Même si, ce rôle particulier des journaux diminue, c’est tout de même cet aspect particulier qui permet aux citoyens de comprendre les enjeux des élections, au-delà des caractéristiques personnelles des candidats et des aléas techniques, associés à la campagne.

Toutefois, les journaux sont progressivement délaissés au profit de la télévision.

Pour regagner ces lecteurs perdus, plusieurs journaux ont réorienté leur stratégie éditoriale en suivant les méthodes de la télévision, c’est-à-dire, qu’ils vont généralement traiter des événements ponctuels de la campagne, des qualités des candidats et des tactiques des partis plutôt que des programmes électoraux et de leur conséquence sur la population française.

Cependant, certains grands journaux français, surtout lus par l’élite intellectuelle et politique, continuent de se démarquer par des analyses approfondies et par la contribution de leurs éditorialistes influents.

Les chaînes de télévision, elles s’intéressent spécifiquement aux tactiques de la campagne et à la vie privée des candidats à la présidence.

Elles diffusent donc des reportages qui s’alimentent souvent aux mêmes sources, ce qui vient sans doute alimenter le rôle des médias et de l’opinion publique”, Audrey Crespo-Mara, journaliste de LCI.

 

  Les enjeux électoraux des élections présidentielles américaines :

“Les élections présidentielles constituent des moments clés pour débattre des valeurs et objectifs nationaux et internationaux que peuvent poursuivre la nation américaine, puisqu’elles permettent de faire ressortir les points de dissension entre les candidats démocrate et républicain.

Il est souvent dit que les élections présidentielles se jouent sur la politique intérieure.

Ce qui intéresse avant toute chose la population américaine, c’est la réalité locale.

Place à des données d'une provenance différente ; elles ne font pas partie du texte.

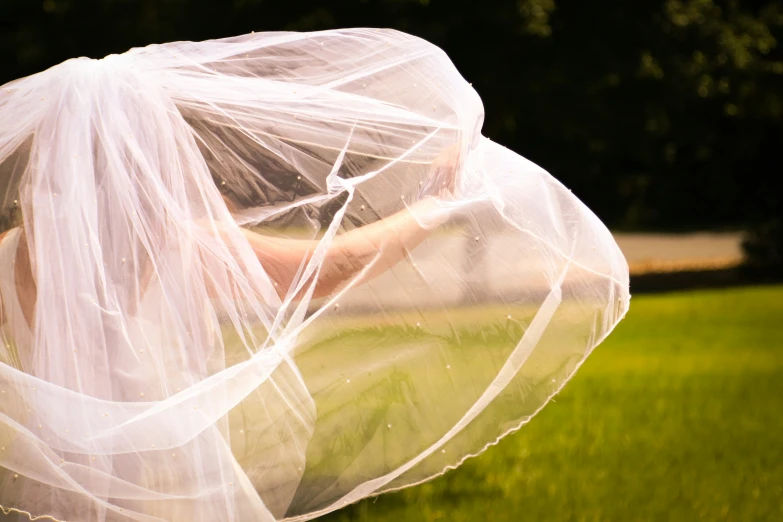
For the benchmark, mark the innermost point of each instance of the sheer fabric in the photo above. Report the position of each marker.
(165, 375)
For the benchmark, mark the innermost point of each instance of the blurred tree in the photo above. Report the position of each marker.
(663, 114)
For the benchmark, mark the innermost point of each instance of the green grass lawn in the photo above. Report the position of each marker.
(677, 416)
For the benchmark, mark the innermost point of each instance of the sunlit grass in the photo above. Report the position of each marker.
(677, 416)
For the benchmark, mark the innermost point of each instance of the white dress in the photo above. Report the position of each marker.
(14, 332)
(169, 376)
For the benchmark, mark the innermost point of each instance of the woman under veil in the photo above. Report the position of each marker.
(234, 281)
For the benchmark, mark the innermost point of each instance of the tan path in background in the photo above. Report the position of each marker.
(675, 252)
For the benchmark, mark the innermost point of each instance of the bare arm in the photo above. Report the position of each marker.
(383, 243)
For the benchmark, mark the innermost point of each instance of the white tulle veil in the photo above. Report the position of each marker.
(164, 377)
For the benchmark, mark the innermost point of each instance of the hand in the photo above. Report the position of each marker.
(442, 179)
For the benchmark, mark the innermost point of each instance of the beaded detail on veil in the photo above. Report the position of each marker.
(172, 372)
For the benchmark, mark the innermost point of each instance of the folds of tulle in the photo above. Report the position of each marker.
(169, 379)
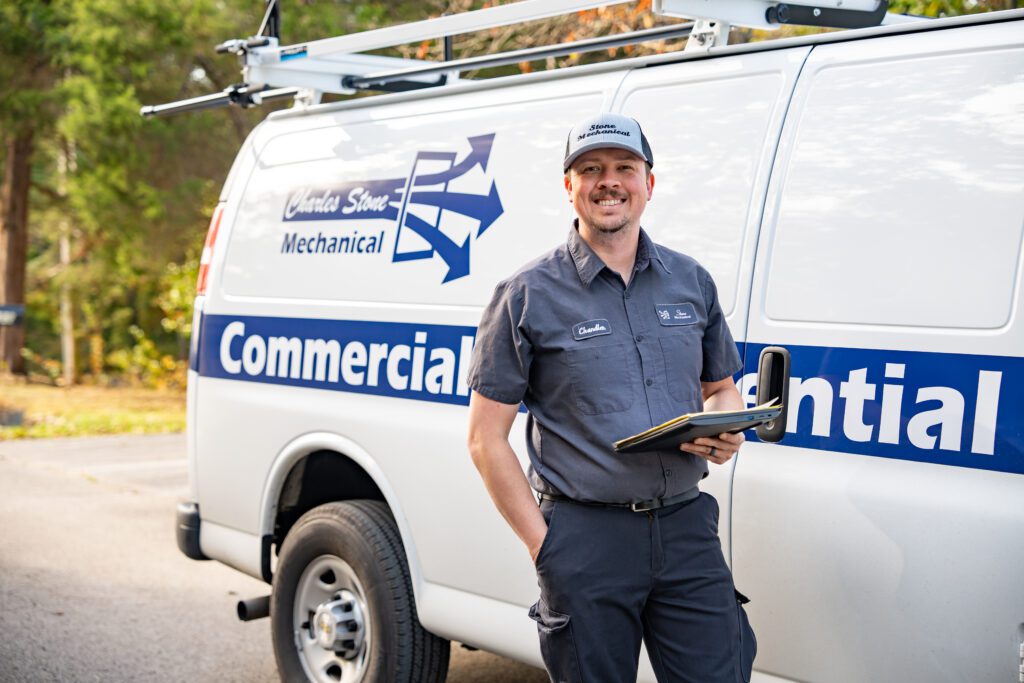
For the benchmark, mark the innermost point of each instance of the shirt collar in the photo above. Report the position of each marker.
(589, 264)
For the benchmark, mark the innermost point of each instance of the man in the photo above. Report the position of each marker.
(601, 338)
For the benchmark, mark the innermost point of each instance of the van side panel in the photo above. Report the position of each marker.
(309, 330)
(882, 539)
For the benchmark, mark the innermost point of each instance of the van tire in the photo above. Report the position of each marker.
(361, 536)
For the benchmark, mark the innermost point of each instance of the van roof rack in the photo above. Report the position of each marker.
(306, 71)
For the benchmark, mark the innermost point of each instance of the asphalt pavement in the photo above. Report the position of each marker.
(92, 587)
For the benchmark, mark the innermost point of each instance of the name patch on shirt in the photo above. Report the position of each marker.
(676, 313)
(589, 329)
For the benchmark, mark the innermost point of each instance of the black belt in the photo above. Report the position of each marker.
(642, 506)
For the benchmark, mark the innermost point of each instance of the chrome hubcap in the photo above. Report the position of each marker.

Les candidats à la présidence, le savent, et c’est pourquoi, ils parcourent le pays dans les derniers jours de la campagne, et particulièrement, les États où le vote risque d’être serré.

Ils se déplacent pour rencontrer des groupes de citoyens et serrer des mains pour éviter qu’un État ne leur échappe ou encore, pour ravir un État à l’autre candidat.

Le candidat désireux de l’emporter doit ainsi se surpasser et offrir sa meilleure prestation dans les semaines et les jours précédant le vote.

Au-delà de la configuration du système électoral, des affiliations partisanes et de l’influence des acteurs médiatiques, les élections présidentielles sont en grande partie décidées en fonction des enjeux électoraux.

La façon dont chaque candidat parvient à s’illustrer sur une question et à vendre sa position comme la meilleure pour les Américains est ainsi déterminante dans l’issue de l’élection.

Traditionnellement, les questions de politique étrangère ne sont pas celles qui intéressent les Américains.

Toutefois, entre 1945 et 1991, climat de guerre froide obligeant, le prisme de la sécurité nationale a souvent pris le dessus sur toute autre considération.

Les débats sur la politique étrangère ont donc porté sur les moyens plutôt que sur les fins.

L’objectif était de ne pas perdre de terrain face à l’Union soviétique”, Article écrit par “Audrey Crespo-Mara”.